Heterosexual transmission was the initial, and remains the major, mode of transmission worldwide, lack of circumcision is a major contributing factor to the AIDS epidemic. Even though other modes of transmission are prevalent in developed countries, heterosexual transmission remains and may be especially relevant for men who visit counties with high HIV. Moreover, in some studies [Kelly et al., 1999; Gray et al., 2000a], but not in a more recent one [Agot et al., 2004], the effectiveness of circumcision in AIDS risk reduction was greater when performed prior to puberty.
‘ABC’:
Thus, to the old "ABC" (abstinence, behavior and condoms) [Coates et al., 2008] one can now invoke an ABC that reads "antivirals, barriers and CIRCUMCISION".
Call for action:
Some quotes from an article by Harvard expert Daniel Halperin and associates [Klausner et al., 2008] are pertinent: “Male circumcision is the only modality for prevention of HIV transmission that has been proven to work by the highest standards of scientific evidence”. Particularly in regions of high HIV prevalence “the majority of uncircumcised men want the procedure performed, and generally an even higher proportion of women in those regions would prefer to have a circumcised partner”. Professional, governmental and advocacy communities have been criticized for the “glacially slow introduction of male circumcision”. “If this were an actual vaccine, packaged with a pharmaceutical company logo and shiny labelling, few people would be deliberating … There would instead be massive mobilization.” “Unfortunately, in these times of profit-driven healthcare, no single entity stands to earn large sums of money from male circumcision. The procedure is not patented, owned or trademarked.” “Male circumcision works: it is as least as good as the HIV vaccine we have been waiting for, praying for and hoping to see in our lifetimes.”

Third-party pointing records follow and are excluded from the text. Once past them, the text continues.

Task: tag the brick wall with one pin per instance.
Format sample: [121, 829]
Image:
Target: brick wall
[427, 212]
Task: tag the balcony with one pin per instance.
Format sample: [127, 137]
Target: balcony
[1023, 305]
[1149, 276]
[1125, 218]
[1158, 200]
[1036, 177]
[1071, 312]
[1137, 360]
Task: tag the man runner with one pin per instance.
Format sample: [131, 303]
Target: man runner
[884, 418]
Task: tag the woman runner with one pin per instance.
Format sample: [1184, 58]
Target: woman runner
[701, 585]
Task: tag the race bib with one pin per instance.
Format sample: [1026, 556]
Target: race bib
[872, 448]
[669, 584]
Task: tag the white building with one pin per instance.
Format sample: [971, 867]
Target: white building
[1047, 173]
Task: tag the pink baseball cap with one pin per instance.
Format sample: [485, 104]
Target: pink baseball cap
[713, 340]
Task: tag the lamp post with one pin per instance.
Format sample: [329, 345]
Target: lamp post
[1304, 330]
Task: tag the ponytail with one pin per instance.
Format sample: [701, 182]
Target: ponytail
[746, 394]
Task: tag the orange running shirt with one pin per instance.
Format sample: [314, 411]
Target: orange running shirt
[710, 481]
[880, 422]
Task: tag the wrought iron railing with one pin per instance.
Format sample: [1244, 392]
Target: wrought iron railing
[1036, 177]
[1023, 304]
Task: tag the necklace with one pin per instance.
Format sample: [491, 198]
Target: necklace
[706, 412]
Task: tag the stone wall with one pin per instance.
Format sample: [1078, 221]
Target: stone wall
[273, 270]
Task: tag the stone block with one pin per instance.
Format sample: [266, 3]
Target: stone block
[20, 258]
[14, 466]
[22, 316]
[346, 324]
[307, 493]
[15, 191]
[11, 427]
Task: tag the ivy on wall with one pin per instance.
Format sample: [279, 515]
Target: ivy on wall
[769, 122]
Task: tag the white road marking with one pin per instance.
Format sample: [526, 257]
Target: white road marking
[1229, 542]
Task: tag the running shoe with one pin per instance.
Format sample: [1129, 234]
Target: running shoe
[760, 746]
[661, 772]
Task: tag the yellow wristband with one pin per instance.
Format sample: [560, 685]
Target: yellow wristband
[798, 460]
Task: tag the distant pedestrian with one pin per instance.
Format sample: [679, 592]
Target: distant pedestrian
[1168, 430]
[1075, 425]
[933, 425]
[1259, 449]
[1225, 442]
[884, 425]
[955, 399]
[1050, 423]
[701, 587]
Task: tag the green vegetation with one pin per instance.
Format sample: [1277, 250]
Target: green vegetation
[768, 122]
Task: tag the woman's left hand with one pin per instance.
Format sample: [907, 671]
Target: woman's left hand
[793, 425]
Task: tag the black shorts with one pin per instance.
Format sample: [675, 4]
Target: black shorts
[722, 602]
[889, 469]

And this from the Institute of Catholic Bioethics: “Mandating neonatal male circumcision is an effective therapy that has minimal risks, is cost efficient and will save human lives. To deny individuals access to this effective therapy is to deny them the dignity and respect all persons deserve. Neonatal male circumcision is medically necessary and ethically imperative” [Clark et al., 2007].
A 48-author commentary that included leading experts on HIV and circumcision from around the world, including researchers from leading universities such as Harvard and the University of California, WHO, UNAIDS, the World Bank, and the present author, concluded that "the time has come for urgent and decisive leadership, not circular and unscientific arguments about an intervention whose efficacy has been proven beyond reasonable doubt. As with other previously 'controversial' topics such as the link between cigarette smoking and lung cancer, it is time to move beyond debating the merits of this evidelnce in professional journals and other legitimate communication outlets and to start implementing effective programs for safe, voluntary MC and reproductive health in high HIV-prevalence regions" [Wamai et al., 2008]. Messages about the proven benefit afforded by male circumcision in HIV prevention do need to be integrated with messages about safe sex and other behaviors [Rotheram-Borus et al., 2009], even though behavioral factors and condoms have not had much of an impact in general populations.
(Footnote: Brian Morris, the author of this review, chaired the Circumcision session at the 4th International AIDS Society Conference in July 2007.)